Detection of Low Frequency T-Cell Clones Via a Next Generation Sequencing (NGS) Based Immune-Oncology Research Assay

Introduction: The ability to detect and quantitate low frequency T-cell clones enables numerous hematology/oncology research applications, including identification and assessment of biomarkers associated minimal residual disease (MRD). Rare clone detection via NGS requires highly efficient library preparation and accurate sequencing methodologies, because single nucleotide substitution sequencing errors mimic the natural variation in the T-cell repertoire, resulting in detection of artifactual low frequency clones. Here we present an experimental framework and corresponding performance of rare clone detection utilizing the Oncomine^TM TCR Beta short read (TCRb-SR) assay, using Ampliseq-based library preparation targeting the highly variable CDR3 region of TCRb using either DNA or RNA as input, with sample-to-result in 2 days.

Methods: To evaluate detection sensitivity of the TCRB-SR assay, we utilized Jurkat cell line DNA and RNA because the presence of a single T cell clone enables precise control of dilution studies. Commercially procured Jurkat gDNA or RNA was spiked into peripheral blood leukocyte gDNA or RNA from 10^-1 to 10^-6 absolute clone frequency to create specimens with a known T-cell clone at frequencies commonly observed in MRD research applications. Peripheral blood leukocyte gDNA or RNA was used as the background for spike in studies due to its high T-Cell diversity. Six to twenty technical replicates were analyzed per dilution point, with DNA inputs ranging from 100ng to 1ug and RNA inputs ranging from 25ng to 100ng to evaluate the minimum detectable clone frequency as a function of nucleic acid input. Libraries were prepared following the TCRB-SR manufacturer's instructions for both DNA and RNA, followed by templating and sequencing using Ion Chef and S5 systems. Data processing was performed in Torrent Suite software (v5.10) followed by read alignment to the IMGT database of variable, diversity, and joining genes using Ion Reporter software (v5.10). For the 10^-6 target frequency with gDNA as the input, four 1ug libraries were combined for analysis in Ion Reporter. Analytical sensitivity was calculated at each target clone frequency by detection of the Jurkat clone as defined by V-gene, Joining gene, and CDR3 nucleotide sequence.

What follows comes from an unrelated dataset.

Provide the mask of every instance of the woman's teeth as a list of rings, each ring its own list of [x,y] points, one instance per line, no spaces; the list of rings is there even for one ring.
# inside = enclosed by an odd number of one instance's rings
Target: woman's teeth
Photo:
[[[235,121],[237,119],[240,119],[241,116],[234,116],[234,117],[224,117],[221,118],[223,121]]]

Results: Detection sensitivity was dependent on the amount gDNA or RNA input. For gDNA inputs, we observed 100% sensitivity at 10^-3 with 100ng input, 100% sensitivity at 10^-4 with 250ng input, 95% sensitivity at 10^-5 with 1ug input, and 100% sensitivity at 10^-6 with 4ug input. For RNA inputs, we observed 100% sensitivity at 10^-5 with 25ng input and 100% sensitivity at 10^-6 with 100ng input. In addition, we observe a strong linearity of observed clone frequencies at each dilution level, with an r-squared of 0.97.

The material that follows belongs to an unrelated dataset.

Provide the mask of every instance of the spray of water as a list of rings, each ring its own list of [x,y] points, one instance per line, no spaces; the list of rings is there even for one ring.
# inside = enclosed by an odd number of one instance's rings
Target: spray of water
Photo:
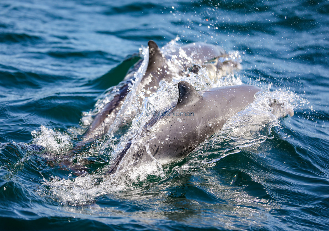
[[[160,118],[155,115],[166,111],[177,101],[177,84],[179,81],[183,80],[191,83],[201,94],[202,91],[213,88],[242,84],[240,77],[232,72],[235,69],[240,68],[240,56],[238,51],[230,52],[225,57],[210,62],[207,65],[200,66],[196,74],[188,68],[183,68],[191,66],[193,61],[180,48],[177,40],[171,41],[162,50],[165,56],[172,57],[168,65],[170,71],[175,74],[173,79],[170,83],[161,82],[156,92],[145,99],[140,108],[134,93],[137,84],[145,71],[148,54],[147,48],[141,48],[140,54],[143,61],[138,71],[133,74],[136,80],[130,86],[131,92],[118,113],[130,116],[132,121],[130,128],[119,139],[115,138],[115,133],[120,130],[120,126],[125,119],[124,116],[118,117],[111,125],[110,131],[100,148],[98,146],[96,148],[99,148],[98,157],[103,158],[109,165],[99,169],[97,173],[87,173],[77,177],[61,179],[55,176],[50,179],[44,179],[44,185],[51,196],[64,203],[84,204],[112,191],[130,189],[145,185],[155,179],[160,181],[165,178],[166,171],[149,150],[148,151],[148,147],[145,148],[150,156],[142,158],[148,158],[148,161],[144,161],[143,159],[135,160],[132,154],[134,152],[128,152],[123,157],[114,174],[108,175],[104,173],[109,170],[116,156],[128,144],[131,144],[130,148],[133,151],[145,145],[141,142],[141,138],[146,131],[150,130],[152,126],[157,126],[156,121]],[[218,62],[225,68],[214,71],[213,67],[217,65]],[[235,65],[233,64],[235,63]],[[210,69],[209,66],[212,67]],[[82,121],[85,122],[86,125],[90,123],[90,116],[100,112],[111,100],[113,93],[118,89],[113,87],[107,91],[97,101],[95,108],[86,114]],[[191,163],[193,163],[194,166],[207,165],[227,155],[238,152],[243,147],[254,145],[271,138],[271,129],[280,126],[280,123],[278,117],[272,114],[269,104],[275,101],[280,104],[282,112],[288,111],[293,110],[296,106],[297,97],[290,91],[261,92],[252,104],[228,120],[219,133],[205,141],[190,154],[191,157],[189,158],[192,161],[175,167],[189,168]],[[152,126],[150,123],[151,119],[154,122]],[[41,131],[33,133],[34,142],[48,149],[58,152],[70,146],[70,137],[60,132],[41,126]]]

Conclusions: Here we demonstrate the ability to detect T-cell clones down to 10^-6 from gDNA or RNA inputs with high sensitivity and linearity utilizing the Oncomine^TM TCR Beta short read assay. We present data demonstrating detection of clones with absolute frequencies of 10^-6 utilizing 4ug gDNA input or 100ng RNA input, highlighting strong performance at nucleic acid input levels typically seen in clinical research samples. Taken together, we show feasibility for rare clone detection in either gDNA or RNA enabling research and development for T-cell minimal residual disease applications. For research use only, not for use in diagnostic procedures.